Anticipating a move for the PC from being the Internet surfing box in the kitchen or spare room for many users to the main home-entertainment system, Microsoft wants applications to look a lot more interesting. This means doing away with dull, grey Windows forms in the users interfaces of many applications and making them look a lot snazzier. In principle, you can build forms on top of movies or 3D shapes. So, with the right graphics backup, Avalon-based applications could look very pretty. The same could be said of Flex, the user-interface technology being built by Macromedia.
Perhaps a bit more useful for corporate use is a rendering system based on vectors instead of bitmaps, making it easier to design application that look the same on various different screen resolutions and zoom levels. If you are thinking of the latter: “Didn’t Display Postscript do that on Sun workstation in the late 1980s?Don’t Scalable Vector Graphics do that now on the Web? “The answer to both those questions are: yes on both counts.
For developers, the big change is a move to a declarative way of building user interface. It is based on XML, but a different dialect to that being used by the Mozilla groups to define a similar system, called XUL, that is intended to offer cross-platform compatibility. They do broadly the same thing, except XAML, the language that will be used by Avalon programmers, is designed to build application interfaces that run outside of a web browser. XUL is designed to make the web browser the primary host for client applications.
Because it helps do away with the need for a web browser to build client applications that may call down information and services from the web, using Microsoft’s.Net protocols, Avalon is very important to the company. Whether it is important to organizations that do a lot of development is another matter.

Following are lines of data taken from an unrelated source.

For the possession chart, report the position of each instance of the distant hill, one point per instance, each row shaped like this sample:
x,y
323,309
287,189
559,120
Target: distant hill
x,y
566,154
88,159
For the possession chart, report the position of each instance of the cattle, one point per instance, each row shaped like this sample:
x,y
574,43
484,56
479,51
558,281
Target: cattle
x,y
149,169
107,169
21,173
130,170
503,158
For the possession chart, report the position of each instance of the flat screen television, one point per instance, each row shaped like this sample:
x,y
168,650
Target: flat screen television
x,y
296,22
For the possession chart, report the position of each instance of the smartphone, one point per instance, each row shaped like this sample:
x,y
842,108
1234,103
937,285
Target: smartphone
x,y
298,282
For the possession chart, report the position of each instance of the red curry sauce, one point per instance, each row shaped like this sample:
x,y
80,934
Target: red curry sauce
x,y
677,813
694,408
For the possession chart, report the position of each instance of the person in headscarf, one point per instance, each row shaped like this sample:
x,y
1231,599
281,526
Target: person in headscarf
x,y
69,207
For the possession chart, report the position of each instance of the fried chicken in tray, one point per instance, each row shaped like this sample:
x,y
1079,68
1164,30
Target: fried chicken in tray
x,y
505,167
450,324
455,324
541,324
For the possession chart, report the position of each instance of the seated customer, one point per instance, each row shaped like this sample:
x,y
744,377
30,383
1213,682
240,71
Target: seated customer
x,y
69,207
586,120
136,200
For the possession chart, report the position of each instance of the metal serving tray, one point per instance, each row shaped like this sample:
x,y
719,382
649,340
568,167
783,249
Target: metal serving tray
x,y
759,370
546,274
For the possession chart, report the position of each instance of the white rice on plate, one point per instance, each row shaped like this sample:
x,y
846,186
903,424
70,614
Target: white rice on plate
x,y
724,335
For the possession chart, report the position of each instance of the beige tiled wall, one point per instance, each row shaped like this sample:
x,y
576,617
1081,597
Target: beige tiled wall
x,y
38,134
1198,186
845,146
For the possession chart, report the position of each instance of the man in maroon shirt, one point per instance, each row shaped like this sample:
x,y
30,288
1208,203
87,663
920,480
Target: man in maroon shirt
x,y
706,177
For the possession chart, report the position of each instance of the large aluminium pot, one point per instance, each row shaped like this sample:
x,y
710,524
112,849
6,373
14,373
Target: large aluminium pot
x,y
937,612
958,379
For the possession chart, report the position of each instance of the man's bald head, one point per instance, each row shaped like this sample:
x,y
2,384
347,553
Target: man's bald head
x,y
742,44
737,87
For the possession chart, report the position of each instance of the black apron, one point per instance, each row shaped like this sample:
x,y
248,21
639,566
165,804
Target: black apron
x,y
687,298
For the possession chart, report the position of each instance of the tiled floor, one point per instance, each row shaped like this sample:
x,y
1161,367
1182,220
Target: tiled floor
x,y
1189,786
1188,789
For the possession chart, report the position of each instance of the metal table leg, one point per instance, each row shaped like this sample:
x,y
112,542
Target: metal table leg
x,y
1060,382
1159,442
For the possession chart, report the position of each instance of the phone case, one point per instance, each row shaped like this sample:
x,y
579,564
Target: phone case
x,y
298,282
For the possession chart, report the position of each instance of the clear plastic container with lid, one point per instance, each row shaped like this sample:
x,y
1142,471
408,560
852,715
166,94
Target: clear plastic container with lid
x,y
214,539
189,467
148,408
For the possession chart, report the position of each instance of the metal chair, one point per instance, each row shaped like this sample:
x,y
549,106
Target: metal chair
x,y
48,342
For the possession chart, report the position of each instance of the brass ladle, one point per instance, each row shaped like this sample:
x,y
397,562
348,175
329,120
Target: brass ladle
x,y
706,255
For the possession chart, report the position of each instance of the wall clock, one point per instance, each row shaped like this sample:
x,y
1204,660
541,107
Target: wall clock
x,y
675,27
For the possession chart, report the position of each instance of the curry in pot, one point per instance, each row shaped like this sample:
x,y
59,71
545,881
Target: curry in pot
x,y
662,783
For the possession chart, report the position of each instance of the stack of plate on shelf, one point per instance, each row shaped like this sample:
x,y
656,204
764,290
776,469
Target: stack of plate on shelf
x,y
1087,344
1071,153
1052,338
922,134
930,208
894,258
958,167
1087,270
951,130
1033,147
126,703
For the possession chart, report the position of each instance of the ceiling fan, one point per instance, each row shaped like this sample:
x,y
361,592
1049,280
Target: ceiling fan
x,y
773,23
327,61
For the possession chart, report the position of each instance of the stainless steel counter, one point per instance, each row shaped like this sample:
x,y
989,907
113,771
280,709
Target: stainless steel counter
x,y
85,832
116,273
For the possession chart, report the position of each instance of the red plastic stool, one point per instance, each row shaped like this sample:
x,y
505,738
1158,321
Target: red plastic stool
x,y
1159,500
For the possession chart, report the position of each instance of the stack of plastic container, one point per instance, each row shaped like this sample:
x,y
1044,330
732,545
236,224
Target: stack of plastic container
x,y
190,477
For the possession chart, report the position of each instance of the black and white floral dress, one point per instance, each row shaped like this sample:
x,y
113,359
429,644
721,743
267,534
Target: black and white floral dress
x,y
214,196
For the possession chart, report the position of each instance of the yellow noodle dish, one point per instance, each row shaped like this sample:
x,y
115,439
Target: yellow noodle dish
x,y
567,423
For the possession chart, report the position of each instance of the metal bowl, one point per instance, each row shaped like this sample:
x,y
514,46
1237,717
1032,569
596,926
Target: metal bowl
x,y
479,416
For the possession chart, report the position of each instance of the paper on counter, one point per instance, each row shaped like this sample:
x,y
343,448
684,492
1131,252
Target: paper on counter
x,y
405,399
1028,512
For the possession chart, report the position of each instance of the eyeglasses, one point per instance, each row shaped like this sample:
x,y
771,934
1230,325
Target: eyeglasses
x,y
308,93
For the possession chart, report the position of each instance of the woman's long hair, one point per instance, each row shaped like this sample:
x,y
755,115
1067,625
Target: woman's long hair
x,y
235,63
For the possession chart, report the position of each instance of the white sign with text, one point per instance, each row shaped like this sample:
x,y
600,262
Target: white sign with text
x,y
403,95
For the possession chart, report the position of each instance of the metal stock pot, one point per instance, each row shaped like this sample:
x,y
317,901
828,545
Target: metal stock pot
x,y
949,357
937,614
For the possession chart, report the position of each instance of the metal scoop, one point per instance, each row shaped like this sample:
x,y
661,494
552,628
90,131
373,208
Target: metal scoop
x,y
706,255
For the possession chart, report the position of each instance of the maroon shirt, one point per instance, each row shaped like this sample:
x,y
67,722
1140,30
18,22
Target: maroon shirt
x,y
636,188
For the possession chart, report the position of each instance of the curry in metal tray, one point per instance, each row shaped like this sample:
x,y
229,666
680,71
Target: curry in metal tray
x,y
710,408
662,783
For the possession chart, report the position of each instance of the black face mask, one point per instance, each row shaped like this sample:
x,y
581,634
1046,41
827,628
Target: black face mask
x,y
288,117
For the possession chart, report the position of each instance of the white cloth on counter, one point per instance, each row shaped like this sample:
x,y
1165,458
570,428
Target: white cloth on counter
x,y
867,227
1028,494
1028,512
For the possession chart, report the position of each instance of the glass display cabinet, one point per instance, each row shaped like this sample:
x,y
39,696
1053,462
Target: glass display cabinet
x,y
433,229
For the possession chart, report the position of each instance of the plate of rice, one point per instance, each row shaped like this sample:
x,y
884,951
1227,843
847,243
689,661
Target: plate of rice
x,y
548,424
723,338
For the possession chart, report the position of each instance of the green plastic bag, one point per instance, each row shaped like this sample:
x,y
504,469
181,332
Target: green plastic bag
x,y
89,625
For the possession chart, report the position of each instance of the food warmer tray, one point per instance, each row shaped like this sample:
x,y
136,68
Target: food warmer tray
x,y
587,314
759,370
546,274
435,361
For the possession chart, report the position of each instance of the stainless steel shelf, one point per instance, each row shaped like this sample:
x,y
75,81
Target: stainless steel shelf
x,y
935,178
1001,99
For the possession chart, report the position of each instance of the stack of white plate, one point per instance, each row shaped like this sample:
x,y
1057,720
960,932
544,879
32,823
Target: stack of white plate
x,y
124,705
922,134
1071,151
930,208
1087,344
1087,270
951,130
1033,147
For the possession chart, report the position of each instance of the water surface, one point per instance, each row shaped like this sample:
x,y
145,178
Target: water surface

By making it available to the XP generation of PCs, Microsoft has greatly improved the number of machines that will run Avalon applications. But the lack of cross-platform compatibility will slow down the pace at which many companies can make use of it, even if they want to. The lack of any indication that Microsoft might offer to open up XAML to the standards committees make it difficult to paint Avalon as something that companies should rush to embrace. But, with minimal market share in the browser world, it is no easier to embrace Mozilla’s take on this approach to developing client applications. This is a situation where resolutely maintaining the status quo in application development may force some opening up at Redmond.